Here is this month’s update on activity in cases pending before panels of the Federal Circuit where the cases involve at least one amicus brief. We keep track of these cases in the “Other Cases” section of our blog. Today, with respect to these cases we highlight two dispositions, one new patent case, and new briefing in another patent case. Here are the details.
This past month the Federal Circuit issued two opinions in cases that attracted amicus briefs.
Boeing Co. v. Secretary of the Air Force
As we explained in our opinion summary, in this government contract case the court considered issues related to the marking of technical data delivered to the government. In a unanimous decision, the court agreed with Boeing’s interpretation of a clause of the Defense Federal Acquisition Regulation Supplement as permitting marking of technical data provided to the government in a way that protects rights against use by third parties, and as a result the court vacated the final judgment of the Armed Services Board of Contract Appeals. Check out the case page to see all our coverage of this case, including our argument preview and argument recap.
Veterans4You, Inc. v. United States
As we explained in our opinion summary, this veterans case involved a dispute over use of the “printing mandate” in 44 U.S.C. § 501 to route a VA procurement of gun locks with information imprinted on the lock body through the Government Publishing Office. A unanimous panel reversed the Court of Federal Claim’s conclusion that the printing mandate applied in the case, finding instead that § 501 applies only to the production of written or graphic published materials. Check out the case page to see all our coverage of this case, including our argument preview and argument recap.

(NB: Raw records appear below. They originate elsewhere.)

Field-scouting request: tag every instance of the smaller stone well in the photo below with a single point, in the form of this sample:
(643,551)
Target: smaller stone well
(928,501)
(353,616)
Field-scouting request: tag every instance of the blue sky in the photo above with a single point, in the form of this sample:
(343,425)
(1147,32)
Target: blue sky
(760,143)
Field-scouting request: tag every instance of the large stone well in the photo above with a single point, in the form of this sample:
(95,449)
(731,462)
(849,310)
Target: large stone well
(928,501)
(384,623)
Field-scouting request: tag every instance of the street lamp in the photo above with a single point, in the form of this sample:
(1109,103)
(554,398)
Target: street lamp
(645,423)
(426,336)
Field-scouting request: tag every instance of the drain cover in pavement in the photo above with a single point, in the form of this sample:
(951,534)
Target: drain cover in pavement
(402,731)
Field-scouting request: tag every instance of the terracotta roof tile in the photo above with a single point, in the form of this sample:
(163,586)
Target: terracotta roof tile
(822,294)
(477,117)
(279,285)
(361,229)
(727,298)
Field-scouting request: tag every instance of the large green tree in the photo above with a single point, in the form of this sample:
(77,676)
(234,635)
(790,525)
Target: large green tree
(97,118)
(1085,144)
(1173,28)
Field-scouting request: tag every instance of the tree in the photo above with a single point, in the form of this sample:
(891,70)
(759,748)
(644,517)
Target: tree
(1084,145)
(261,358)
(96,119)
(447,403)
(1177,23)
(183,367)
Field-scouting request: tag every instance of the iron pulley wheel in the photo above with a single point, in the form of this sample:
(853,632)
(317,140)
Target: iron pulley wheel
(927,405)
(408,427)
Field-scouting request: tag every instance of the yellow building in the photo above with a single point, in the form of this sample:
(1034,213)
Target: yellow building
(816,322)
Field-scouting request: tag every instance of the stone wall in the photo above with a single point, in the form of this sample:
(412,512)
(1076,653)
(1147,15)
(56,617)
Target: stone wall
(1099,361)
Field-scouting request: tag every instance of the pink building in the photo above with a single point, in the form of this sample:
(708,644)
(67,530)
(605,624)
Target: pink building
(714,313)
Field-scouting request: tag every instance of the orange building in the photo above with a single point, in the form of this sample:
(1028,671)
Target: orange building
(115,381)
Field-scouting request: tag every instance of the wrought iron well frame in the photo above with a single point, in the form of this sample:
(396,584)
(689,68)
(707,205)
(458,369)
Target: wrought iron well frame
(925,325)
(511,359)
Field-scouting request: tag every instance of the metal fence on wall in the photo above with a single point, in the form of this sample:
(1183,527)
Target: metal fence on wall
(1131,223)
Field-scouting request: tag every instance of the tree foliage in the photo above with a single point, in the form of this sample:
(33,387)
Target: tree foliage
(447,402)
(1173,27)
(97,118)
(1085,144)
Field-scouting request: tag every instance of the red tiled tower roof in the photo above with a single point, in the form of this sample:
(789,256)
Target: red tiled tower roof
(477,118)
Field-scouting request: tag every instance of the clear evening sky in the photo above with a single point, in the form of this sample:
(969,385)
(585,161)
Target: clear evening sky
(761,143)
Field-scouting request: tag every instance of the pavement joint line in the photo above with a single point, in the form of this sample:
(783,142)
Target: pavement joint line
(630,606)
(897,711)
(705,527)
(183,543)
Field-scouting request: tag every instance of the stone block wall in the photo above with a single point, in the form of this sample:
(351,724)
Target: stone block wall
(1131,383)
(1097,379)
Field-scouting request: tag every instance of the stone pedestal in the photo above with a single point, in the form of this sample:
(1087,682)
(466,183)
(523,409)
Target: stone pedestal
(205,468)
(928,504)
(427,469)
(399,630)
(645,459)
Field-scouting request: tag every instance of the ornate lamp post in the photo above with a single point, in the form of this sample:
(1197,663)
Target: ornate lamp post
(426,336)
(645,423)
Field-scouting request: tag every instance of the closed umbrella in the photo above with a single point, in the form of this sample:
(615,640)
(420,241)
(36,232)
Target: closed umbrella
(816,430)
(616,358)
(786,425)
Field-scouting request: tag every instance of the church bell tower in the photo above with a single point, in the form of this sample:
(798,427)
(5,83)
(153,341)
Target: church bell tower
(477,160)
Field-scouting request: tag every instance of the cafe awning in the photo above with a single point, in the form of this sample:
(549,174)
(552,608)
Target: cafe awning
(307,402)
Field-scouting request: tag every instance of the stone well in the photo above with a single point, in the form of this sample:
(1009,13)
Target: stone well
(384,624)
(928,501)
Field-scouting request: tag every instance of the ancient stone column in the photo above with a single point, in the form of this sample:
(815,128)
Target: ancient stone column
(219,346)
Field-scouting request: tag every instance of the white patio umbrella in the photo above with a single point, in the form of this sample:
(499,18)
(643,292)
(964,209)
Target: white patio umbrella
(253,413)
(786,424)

SIPCO, LLC v. Emerson Electric Co.
In this case, SIPCO appeals a decision by the Patent Trial and Appeal Board that SIPCO’s patent claims are obvious and thus unpatentable. In its opening brief, SIPCO argues the decision should be reversed because (1) the Board improperly prevented SIPCO from obtaining a certificate of correction; (2) the Board declined to recognize the certificate that was issued by the Director of the Patent Office after the Final Written decision; (3) the Board based its obviousness decision “on the false premise that certain points were undisputed by SIPCO when, in fact, they were vigorously disputed;” and (4) the Board based its decision on new evidence not presented until the Petitioner’s reply.
In its response, Emerson asserts that the certificate of correction does not apply retroactively and thus it has no effect on the Board’s final decision. Further, Emerson argues, SIPCO forfeited review because it did not appeal the Board’s ruling that the certificate was not retroactive. Emerson also maintains that SIPCO is barred by collateral estoppel arising out of another patent held by SIPCO because the relevant claims are substantively identical.
In its reply, SIPCO emphasizes that Emerson did not show that the Board complied with the Administrative Procedure Act in preventing SIPCO from obtaining a certificate of correction. Further, SIPCO reasserts that effect should be given to the certificate because it was ultimately issued by the Director.
Most recently, the United States filed an amicus brief asserting that 35 U.S.C. § 255 and the USPTO’s issuance of the certificate of correction should have no effect on the court’s disposition. Instead, the government argues, the court should review the Board’s final decision based on the record that was before the Board.
Mobility Workx, LLC v. Unified Patents, LLC
In this case, Mobility Workx argues that post grant review proceedings violate the Due Process Clause of the Constitution. In response, Unified Patents argued that Mobility Workx waived its opportunity to appeal by not raising its arguments before the Board, and it further asserts that substantial evidence supports the Board’s factual findings.
Since our last update, Mobility Workx filed its reply brief. It first argues that it did not waive its right to appeal, as it would have been absurd to raise the issue of the PTAB’s propriety in the PTAB itself. Further, Mobility Workx emphasizes that the Director failed to negate the appearance of impropriety of the tie between the PTAB’s decisions and the revenue generated by these proceedings. Finally, Mobility Workx maintains that the PTAB’s decision is not supported by substantial evidence.